People react near the scene, after an attack in which a car was driven at pedestrians and stabbings were reported at a synagogue in north Manchester, Britain, on Yom Kippur, Oct. 2, 2025. Photo: REUTERS/Phil Noble

Two years have passed since October 7, 2023 — a day of unspeakable horror for Israel and the Jewish people.

Across Israel and Jewish communities worldwide, this weekend was marked by somber commemorations, filled with dignity and tears. Candles were lit, names were recited, and prayers rose for the 1,200 victims, for the hostages still held in Gaza, and for the survivors who carry the trauma of that day.

But even as Jews mourn, the streets of Europe and particularly in the Netherlands, have been filled with anger and hatred. More than a quarter of a million protesters recently marched, not to demand the release of hostages or condemn terrorism, but to denounce Israel. Some waved Hamas flags, others shouted calls for the destruction of the Jewish state, and openly echoed antisemitic slogans. Among them were politicians, cultural figures, and so-called “human rights activists” who have chosen ideology over morality.

The renewed peace initiative led by former President Trump receives little attention, as does the suffering of Israeli hostages or the trauma of their families. The same protesters who speak the language of “human rights” fall silent in the face of atrocities that do not involve Israel.

Ignored Tragedies Around the World

While the global media fixates on Israel, genuine humanitarian catastrophes unfold elsewhere, largely unnoticed:

  • In Sudan, a brutal civil war since April 2023 has displaced over 12 million people and claimed tens of thousands of lives.
  • In Ukraine, the war continues to devastate both sides, leaving hundreds of thousands dead.
  • In Myanmar, entire villages have been destroyed amid ongoing conflict.
  • Across the Congo and the Sahel, armed groups massacre civilians daily.
  • In Yemen, famine and war push entire families to starvation.
  • In Somalia and the Horn of Africa, drought and fighting threaten tens of millions with hunger.
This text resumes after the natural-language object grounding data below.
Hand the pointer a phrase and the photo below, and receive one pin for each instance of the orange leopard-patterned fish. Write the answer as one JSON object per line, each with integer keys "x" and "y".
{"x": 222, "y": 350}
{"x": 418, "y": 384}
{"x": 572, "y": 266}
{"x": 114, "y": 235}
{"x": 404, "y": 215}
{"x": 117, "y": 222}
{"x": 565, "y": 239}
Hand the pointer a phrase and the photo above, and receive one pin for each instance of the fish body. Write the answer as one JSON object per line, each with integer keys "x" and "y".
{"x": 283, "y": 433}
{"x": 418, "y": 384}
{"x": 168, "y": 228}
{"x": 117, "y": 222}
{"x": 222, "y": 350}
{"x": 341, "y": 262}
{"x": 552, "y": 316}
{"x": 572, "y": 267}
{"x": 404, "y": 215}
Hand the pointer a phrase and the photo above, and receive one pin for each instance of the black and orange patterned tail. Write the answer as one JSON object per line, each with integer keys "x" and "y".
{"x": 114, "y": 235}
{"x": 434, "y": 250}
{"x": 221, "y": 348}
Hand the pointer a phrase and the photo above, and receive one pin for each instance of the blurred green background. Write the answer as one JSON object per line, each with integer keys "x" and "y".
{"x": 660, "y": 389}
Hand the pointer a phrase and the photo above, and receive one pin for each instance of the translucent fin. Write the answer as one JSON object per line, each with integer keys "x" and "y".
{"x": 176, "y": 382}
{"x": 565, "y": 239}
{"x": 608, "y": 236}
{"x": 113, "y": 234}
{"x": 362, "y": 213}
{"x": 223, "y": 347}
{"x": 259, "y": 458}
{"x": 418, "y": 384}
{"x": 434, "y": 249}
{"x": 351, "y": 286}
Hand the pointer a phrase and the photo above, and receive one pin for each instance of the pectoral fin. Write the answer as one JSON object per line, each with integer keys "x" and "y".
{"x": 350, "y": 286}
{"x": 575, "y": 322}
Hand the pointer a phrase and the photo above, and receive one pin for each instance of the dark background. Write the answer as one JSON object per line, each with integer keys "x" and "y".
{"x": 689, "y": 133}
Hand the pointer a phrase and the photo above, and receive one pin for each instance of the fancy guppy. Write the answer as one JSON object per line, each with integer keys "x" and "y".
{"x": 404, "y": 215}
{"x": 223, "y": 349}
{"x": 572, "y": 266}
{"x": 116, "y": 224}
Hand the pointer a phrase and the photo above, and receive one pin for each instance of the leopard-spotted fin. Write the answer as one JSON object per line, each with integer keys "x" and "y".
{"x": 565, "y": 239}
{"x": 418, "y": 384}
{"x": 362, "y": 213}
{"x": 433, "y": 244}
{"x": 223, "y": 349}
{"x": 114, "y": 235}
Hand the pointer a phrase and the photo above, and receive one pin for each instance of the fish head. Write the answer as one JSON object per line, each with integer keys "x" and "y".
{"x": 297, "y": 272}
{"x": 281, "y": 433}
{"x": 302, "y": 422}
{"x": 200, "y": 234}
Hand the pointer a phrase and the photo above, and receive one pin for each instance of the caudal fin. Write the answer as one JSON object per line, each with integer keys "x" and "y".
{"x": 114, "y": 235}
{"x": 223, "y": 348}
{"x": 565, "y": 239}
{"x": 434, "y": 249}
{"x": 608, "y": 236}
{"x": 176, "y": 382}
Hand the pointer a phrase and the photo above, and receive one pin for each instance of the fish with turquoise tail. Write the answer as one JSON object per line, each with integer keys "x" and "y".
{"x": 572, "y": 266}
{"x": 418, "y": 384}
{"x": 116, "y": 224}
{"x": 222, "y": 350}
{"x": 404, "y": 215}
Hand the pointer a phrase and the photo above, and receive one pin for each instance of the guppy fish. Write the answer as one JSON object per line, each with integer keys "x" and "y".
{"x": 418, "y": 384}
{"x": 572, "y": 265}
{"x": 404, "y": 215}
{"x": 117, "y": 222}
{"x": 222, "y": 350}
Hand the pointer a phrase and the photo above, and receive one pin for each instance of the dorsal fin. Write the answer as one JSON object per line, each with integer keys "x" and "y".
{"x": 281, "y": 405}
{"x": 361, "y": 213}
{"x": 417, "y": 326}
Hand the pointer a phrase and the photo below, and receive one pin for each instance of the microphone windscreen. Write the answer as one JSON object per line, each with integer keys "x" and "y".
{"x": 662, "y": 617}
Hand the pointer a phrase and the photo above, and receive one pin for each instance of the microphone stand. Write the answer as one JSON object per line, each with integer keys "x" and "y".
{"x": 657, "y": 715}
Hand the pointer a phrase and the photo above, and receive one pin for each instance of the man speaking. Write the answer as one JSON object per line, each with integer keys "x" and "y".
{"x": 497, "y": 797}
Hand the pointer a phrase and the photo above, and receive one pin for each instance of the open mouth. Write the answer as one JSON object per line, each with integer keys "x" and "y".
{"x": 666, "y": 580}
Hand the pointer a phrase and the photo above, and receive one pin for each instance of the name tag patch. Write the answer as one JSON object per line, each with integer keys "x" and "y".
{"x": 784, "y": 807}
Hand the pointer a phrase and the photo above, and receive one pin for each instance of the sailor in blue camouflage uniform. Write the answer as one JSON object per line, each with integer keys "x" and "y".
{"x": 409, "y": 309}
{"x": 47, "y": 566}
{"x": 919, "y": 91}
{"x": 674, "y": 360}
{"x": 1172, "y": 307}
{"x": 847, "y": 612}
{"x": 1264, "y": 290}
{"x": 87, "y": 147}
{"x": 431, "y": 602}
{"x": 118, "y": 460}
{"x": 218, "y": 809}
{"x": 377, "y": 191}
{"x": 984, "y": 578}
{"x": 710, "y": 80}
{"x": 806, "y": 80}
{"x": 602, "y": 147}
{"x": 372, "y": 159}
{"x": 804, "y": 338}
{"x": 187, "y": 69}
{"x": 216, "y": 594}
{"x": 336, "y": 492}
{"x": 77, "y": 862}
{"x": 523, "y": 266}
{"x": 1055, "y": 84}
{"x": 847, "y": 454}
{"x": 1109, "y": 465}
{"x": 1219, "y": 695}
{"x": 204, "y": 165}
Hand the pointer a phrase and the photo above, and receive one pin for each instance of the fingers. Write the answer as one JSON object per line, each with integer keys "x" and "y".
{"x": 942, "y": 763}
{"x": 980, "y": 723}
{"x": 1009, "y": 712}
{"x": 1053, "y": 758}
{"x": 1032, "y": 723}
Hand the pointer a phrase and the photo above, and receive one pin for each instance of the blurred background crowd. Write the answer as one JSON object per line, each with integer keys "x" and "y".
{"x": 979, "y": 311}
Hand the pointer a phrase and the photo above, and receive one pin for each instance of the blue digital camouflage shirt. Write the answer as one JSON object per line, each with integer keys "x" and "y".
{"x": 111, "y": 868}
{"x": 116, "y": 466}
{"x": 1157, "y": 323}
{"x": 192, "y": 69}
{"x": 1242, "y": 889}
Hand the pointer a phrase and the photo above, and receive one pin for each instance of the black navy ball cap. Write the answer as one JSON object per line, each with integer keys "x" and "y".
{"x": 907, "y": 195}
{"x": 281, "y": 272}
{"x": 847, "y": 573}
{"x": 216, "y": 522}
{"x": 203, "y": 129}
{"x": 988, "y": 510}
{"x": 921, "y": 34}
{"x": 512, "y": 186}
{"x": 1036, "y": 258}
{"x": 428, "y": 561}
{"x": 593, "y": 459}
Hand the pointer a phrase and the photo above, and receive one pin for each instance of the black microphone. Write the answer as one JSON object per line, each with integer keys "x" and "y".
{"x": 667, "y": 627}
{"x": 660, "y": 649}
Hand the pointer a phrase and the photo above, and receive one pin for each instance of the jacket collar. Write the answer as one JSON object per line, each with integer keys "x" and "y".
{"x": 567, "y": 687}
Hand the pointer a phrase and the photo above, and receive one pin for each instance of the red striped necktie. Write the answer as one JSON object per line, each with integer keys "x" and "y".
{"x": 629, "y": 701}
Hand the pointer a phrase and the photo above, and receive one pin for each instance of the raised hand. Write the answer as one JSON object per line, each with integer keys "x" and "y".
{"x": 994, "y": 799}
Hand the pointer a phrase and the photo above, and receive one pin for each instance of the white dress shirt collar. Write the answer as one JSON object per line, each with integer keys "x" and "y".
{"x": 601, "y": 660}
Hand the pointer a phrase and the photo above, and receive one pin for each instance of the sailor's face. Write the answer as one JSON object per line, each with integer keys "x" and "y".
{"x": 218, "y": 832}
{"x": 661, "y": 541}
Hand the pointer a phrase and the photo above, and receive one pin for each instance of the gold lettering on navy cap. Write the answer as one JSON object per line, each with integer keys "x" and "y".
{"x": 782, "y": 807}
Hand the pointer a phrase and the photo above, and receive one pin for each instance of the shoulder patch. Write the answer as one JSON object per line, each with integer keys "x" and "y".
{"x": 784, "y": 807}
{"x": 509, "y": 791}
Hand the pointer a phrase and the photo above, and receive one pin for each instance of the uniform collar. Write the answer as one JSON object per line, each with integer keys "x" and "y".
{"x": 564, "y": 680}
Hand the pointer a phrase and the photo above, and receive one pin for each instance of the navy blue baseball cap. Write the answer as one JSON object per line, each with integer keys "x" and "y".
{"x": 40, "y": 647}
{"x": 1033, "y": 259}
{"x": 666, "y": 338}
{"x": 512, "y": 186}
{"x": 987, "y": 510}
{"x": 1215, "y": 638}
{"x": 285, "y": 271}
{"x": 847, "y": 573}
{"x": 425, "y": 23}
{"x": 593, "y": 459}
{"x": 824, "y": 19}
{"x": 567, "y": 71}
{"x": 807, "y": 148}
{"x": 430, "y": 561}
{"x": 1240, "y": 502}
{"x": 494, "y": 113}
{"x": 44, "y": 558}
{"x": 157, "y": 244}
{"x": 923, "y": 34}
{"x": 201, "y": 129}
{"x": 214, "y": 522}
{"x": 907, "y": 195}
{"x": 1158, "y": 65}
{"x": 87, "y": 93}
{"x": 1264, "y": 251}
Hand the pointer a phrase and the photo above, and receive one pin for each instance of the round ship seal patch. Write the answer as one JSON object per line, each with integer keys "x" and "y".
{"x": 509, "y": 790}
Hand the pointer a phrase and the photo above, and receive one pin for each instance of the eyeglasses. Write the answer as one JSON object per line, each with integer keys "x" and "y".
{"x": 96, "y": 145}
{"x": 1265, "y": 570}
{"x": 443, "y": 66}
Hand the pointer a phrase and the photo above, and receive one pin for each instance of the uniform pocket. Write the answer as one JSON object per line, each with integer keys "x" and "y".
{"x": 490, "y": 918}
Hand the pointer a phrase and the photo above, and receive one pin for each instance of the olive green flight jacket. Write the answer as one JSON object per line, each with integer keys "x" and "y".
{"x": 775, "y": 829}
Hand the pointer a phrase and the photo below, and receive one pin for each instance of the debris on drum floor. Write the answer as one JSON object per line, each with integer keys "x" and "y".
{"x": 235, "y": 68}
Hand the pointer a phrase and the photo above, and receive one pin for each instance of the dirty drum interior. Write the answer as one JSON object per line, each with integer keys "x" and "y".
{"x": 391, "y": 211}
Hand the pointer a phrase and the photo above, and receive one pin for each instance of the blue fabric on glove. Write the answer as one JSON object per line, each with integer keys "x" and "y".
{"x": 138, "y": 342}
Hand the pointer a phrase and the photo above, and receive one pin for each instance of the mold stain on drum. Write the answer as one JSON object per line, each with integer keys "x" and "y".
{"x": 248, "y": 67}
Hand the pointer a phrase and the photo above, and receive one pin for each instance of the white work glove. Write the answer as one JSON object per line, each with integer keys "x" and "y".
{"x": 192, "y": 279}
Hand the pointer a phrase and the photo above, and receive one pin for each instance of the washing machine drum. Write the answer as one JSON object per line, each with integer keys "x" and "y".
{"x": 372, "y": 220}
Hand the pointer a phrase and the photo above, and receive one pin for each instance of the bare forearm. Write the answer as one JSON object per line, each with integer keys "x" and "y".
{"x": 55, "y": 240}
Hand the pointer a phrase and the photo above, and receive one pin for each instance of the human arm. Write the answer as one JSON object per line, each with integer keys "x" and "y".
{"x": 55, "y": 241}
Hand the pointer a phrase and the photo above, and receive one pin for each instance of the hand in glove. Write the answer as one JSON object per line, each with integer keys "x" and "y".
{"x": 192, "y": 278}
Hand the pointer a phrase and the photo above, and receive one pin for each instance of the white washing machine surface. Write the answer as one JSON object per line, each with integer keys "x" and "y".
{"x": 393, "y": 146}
Even more overlooked are the massacres of Christians in Africa. Since 2023, over 22,000 Christians have been murdered by Islamist extremists across the continent.

  • In Nigeria, the Yelwata massacre (2025) left 200 dead and entire Christian communities destroyed.
  • In the Democratic Republic of Congo, the Komanda and Kasanga attacks killed more than 100 worshippers, many inside their churches.
  • In 2023 alone, 4,761 Christians were killed for their faith.

There are no mass demonstrations, no “solidarity weeks,” no campus rallies for these victims. Their suffering does not fit the fashionable narrative.

The Moral Epidemic of Selective Outrage

This is the defining moral crisis of our time: selective outrage. The global community claims to champion justice and peace, yet its attention and anger are rationed, directed almost exclusively at the world’s only Jewish state.

In Paris, Amsterdam, London, and New York, chants of “intifada” echo through the streets. At leading universities, students glorify Hamas as a “resistance movement.” At the United Nations, Israel is condemned more often than all other nations combined.

The evidence is clear: this is not about human rights. It is about hatred, the oldest and most adaptable hatred in history, repackaged as activism.

When the World Turns Upside Down

Today, we live in an age where terrorists are celebrated, and their victims are blamed for defending themselves. Where Jewish blood is once again cheap, and the world remains silent. And yet, Israel endures. The Jewish State mourns, rebuilds, and defends itself because it has learned, time and again, that Jewish survival cannot depend on global approval.

Two Years Later: The Truth Remains

On this October 7, 2025, we remember the murdered, we pray for the hostages, and we reaffirm an unshakable truth: “Israel is not the cause of the world’s chaos. It is the moral measure of it, a nation that proves, even after centuries of hate, that the Jewish people still choose life.”